Tuesday found me in Selfridges, having agreed to work there for two hours on behalf of the Terrence Higgins Trust. Selfridges was donating 10 per cent of takings for the evening. I have to confess these things are an ordeal. One has to steel oneself to be an exhibit and to be moved around as required. The usual gaggle of charming photographers had their imaginations working overtime in Santa's grotto as they suggested I drape myself seductively over Santa, who looked as unhappy about the idea as I did. The experience was eased to a great extent by the staff, who whisked me round and let me have the odd sneaky fag behind various displays (Thank you Tony, Paul, Penny and Mark). Other people off the telly were doing similar things ("Go on Jo, give 'im a kiss," as I passed Richard Wilson). But there's no doubt that doing some good does do you good. Everyone in Selfridges was in such a good mood that I can't imagine why they don't do it every day.
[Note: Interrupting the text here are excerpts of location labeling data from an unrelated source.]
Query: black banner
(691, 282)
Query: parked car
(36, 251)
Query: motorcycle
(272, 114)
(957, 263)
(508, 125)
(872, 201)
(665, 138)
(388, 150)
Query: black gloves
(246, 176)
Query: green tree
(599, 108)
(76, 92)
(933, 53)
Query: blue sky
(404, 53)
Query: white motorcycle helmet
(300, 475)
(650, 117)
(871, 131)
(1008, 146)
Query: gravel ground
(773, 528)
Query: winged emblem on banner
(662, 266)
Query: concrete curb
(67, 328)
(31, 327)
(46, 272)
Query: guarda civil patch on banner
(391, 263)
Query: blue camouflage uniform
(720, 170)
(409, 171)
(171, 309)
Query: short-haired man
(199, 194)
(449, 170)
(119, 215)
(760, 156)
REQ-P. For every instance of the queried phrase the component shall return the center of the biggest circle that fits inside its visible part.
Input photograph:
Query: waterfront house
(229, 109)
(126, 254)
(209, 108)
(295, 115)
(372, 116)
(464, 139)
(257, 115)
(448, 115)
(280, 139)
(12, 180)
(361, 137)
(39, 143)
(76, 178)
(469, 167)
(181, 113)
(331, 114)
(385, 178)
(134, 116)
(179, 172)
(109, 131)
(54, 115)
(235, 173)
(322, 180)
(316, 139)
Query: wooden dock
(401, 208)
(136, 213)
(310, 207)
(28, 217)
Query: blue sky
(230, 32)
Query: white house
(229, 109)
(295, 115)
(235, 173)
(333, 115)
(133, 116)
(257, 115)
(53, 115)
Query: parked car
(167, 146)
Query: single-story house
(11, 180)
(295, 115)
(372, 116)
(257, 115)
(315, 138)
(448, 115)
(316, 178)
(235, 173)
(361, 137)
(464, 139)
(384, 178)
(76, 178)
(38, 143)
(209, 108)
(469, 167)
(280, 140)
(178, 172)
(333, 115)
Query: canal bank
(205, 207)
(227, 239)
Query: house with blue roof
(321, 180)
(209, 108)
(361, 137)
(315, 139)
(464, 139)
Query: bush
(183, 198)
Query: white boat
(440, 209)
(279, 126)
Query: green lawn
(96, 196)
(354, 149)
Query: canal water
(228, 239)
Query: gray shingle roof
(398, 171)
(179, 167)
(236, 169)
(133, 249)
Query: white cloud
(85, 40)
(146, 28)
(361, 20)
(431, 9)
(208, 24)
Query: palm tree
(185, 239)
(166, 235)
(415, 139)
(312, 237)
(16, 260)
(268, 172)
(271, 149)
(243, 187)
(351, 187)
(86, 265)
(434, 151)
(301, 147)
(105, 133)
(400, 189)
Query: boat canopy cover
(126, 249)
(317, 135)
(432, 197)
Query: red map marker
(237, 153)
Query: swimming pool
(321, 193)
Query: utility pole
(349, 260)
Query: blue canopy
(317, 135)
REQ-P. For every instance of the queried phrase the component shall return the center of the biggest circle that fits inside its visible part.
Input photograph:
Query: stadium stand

Well, perhaps I can.

Sitting in a queue of traffic on the A40 out of London to Oxford is something I do quite a lot. At the traffic lights, various blokes ply their wares to disgruntled travellers sitting nose to tail. The other day my reverie was interrupted by someone shouting at me, "Oi, Jo!" I turned to see a lorry driver. "Oh Gawd, here we go," I thought - and then realised he was proffering a bunch of roses. With a cheery "Happy Christmas," he passed them to me. What a surprise, because I wasn't even wearing Impulse.

As the Mirror metamorphoses into The Sun, with just the lack of a pair of exposed mammaries to choose between them, it is depressing to realise that the vast majority of people in this country who purchase newspapers - and I use that term loosely - are being challenged intellectually only up to the age of nine. This presumably must be why women are concerned only about Tony Blair's barnet, why no one gives a toss about Europe and why supermodels' opinions on life are valued. The tabloids are a depressing indictment of contemporary British life ... Oh yeah, and they slag me off all the time too.

A company from America has taken over its first British prison, heralding, one would imagine, a bit of a rush by the Americans to sort out our criminal population, as if they hadn't got enough to do back home. Still, it's not really about that is it, silly me; it's about making profits on the backs of a section of the population many of whom started life without a hope. Not having a hope in England does put you in a slightly better position than not having a hope in America, where the size of the prison population is a testament to the desperation of people who have nothing in the richest society in the world. Still, an American ethos which is all but ingrained in this country anyway will ensure that the charmingly named Corrections Corporation of America will be able to drum up plenty of new business, l'm sure.

All those fitness-obsessed people who have tried to force relentless sporting activity down the throats of the rest of us must be very saddened this week to discover that research has shown that young types who take part in non-team sports such as aerobics and tennis are far more likely to become delinquents than those who don't. I have to confess having only been to aerobics once in my life, some 10 or so years ago, and it was the most hideous nightmare I have ever indulged in which seemed to me reminiscent of the atmosphere of those Hitler Youth mass exercises. At one point we had to do arm exercises to the extended version of "Free Nelson Mandela", and I found myself thinking after some minutes, "I wish they bloody would," if only to release us all from this torment. I never went back and I can say, with my poor limp hand on my heart, that since then I've not even indulged in the teeniest bit of shoplifting.

The ego of some people is breathtaking sometimes. I saw a little snippet of news this week about an Essex businessman who has recently paid pounds 80,000 to have a personalised number plate bearing his name, "Nigel". I cannot understand why you would want to drive round and demonstrate to the rest of the traffic on the road that you are prepared to spend a large fortune on attaching your own "I'm a bit of a big head" name to your vehicle. Spending that amount of money on a minor ego massage, when it could have gone to a million better places, seems obscene to me. l'd like to creep up his drive one night and replace it with a new number plate bearing the legend "Knobhead", for that is what he is.